____ Ce matin en me réveillant je vis la voiture des parents à Ashelia partir, nous allions rester deux semaines sans nous voir. Cette idée n'était pas encore bien claire dans ma tête, je n'avais pas encore réalisé que j'allais retourner à mon ancienne vie, retourner à mon monde triste, là où la solitude règne. Je me levais tranquillement, je partis me laver puis déjeuner. Mon père était reparti en voyage et ma mère elle, était parti à son travaille. Ca me laissait donc seul avoir moi-même, avec mes pensées et mes envies. L'ennuie se fit très vite ressentir, je n'avais rien à faire en particulier, pas d'amis à voir, pas de sortie à faire, rien. Les seuls chose qui pouvait m'occupée était les corvées ménagère. Autant faire ça que rien du tout non ? Je fis un brin de ménage, je sortie les poubelles, nettoya les vitres et autres. Sans me rendre bien compte la journée fut vite passée. Ma mère était rentrée de son travaille et nous mangeâmes toutes les deux sans avoir de discutions très captivante. Je venais de passer une journée sans grand intérêt, mais c'était quand même une journée de passée sans pensant à quoi que se soit qui puisse me gêner.

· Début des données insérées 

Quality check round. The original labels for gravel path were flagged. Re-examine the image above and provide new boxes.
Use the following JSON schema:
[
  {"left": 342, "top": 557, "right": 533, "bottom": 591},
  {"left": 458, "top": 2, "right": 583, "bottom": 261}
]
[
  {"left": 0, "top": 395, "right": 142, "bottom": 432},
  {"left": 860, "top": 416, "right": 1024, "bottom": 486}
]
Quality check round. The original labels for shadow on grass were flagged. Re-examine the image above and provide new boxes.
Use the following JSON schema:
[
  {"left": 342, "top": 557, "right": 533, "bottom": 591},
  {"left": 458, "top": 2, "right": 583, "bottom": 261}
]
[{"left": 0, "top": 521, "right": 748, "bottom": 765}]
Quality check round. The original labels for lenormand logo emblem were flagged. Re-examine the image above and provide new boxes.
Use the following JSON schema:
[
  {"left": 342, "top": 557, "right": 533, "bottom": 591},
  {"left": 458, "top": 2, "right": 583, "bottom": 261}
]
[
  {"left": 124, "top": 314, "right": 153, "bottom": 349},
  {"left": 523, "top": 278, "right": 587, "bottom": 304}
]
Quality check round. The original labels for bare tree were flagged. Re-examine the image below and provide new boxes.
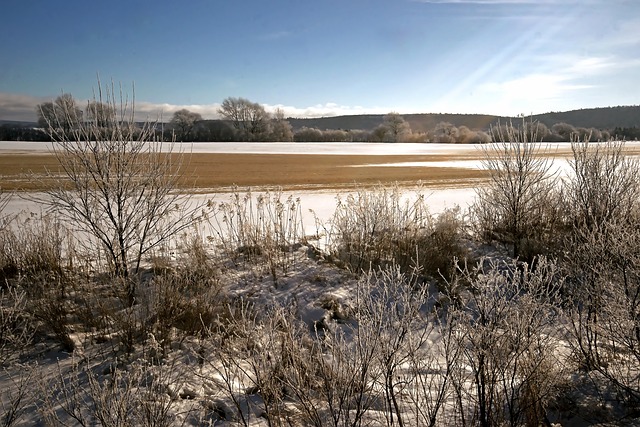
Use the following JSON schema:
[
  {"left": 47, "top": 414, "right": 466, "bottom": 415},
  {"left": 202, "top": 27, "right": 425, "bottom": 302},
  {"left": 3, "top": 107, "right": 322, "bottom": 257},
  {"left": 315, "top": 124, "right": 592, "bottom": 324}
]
[
  {"left": 447, "top": 258, "right": 563, "bottom": 427},
  {"left": 563, "top": 141, "right": 640, "bottom": 229},
  {"left": 169, "top": 109, "right": 202, "bottom": 141},
  {"left": 218, "top": 98, "right": 270, "bottom": 141},
  {"left": 36, "top": 93, "right": 82, "bottom": 132},
  {"left": 382, "top": 112, "right": 411, "bottom": 142},
  {"left": 472, "top": 121, "right": 556, "bottom": 257},
  {"left": 270, "top": 108, "right": 293, "bottom": 142},
  {"left": 40, "top": 82, "right": 197, "bottom": 304},
  {"left": 84, "top": 100, "right": 116, "bottom": 127}
]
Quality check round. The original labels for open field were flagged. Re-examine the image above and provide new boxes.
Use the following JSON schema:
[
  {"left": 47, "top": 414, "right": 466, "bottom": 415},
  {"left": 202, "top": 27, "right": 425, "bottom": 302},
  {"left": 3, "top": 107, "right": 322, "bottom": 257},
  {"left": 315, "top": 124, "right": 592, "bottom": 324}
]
[
  {"left": 0, "top": 153, "right": 486, "bottom": 190},
  {"left": 0, "top": 142, "right": 640, "bottom": 192}
]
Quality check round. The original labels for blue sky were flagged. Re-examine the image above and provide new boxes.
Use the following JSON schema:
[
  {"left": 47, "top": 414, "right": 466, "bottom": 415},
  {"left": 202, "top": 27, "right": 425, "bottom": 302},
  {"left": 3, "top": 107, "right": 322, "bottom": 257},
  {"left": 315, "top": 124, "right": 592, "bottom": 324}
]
[{"left": 0, "top": 0, "right": 640, "bottom": 120}]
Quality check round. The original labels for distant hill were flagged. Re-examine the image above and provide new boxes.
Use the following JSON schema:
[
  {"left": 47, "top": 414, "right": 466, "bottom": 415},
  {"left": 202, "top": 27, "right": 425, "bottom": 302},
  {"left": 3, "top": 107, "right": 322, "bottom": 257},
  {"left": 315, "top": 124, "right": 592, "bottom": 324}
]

____ Cette nuit là je fis le même rêve que le jour ne ma rencontre avec Ashelia, mais cette fois il était plus réaliste, plus détailler. Cette fois je pus entendre distinctement se que disait cette voie : « je suis là face à toi pour t'offrir se que tu désirs le plus. Ici et maintenant je t'offre ma vie, prend la et décide de notre déstinée. ». Je ne comprenais pas le sens de ces paroles, même si en réalité je m'en fichais un peu pour le moment. Je faisais tout pour ne pas penser à elle, pour ne pas replonger dans mes « envies ».
Les journées étaient longues, lourde et ennuyeuse. Je tournais en rond, je me sentais seule, terriblement seule. J'avais un peu oublié cette solitude qui était mienne avec l'arrivé d'Ashelia. J'avais changé sans m'en rendre compte. Elle comptait beaucoup pour moi, elle m'avait sortie de mes ténèbres. Tout était fade autour de moi, j'entendais le murmure de l'horloge indiquer chaque second passé. Le temps était devenu ma peur, c'était devenu une peur, j'avais peur d'être seule, comme avant. Qui pouvais me certifier qu'à son retour elle me verrait toujours pareil ? Qu'elle me parlerait toujours comme elle le faisait ? La peur commença à m'envahir. Quand là peur eut pris possession de mes pensées, le désir revint avec elle. Je voyais de nouveau trouble, je me sentais mal, tellement mal, j'aurais voulu mourir plutôt que d'endurer ça encore une fois. Pourquoi est ce que je devais encore subir cette terrible souffrance ? Je ne savais pas, je ne voulais pas souffrir, je ne voulais plus souffrir. Je sentais mon corps bouillir, mes penser se perdre dans ce vide que je connaissais pas. Je voulais sortir, je voulais la voir, je voulais...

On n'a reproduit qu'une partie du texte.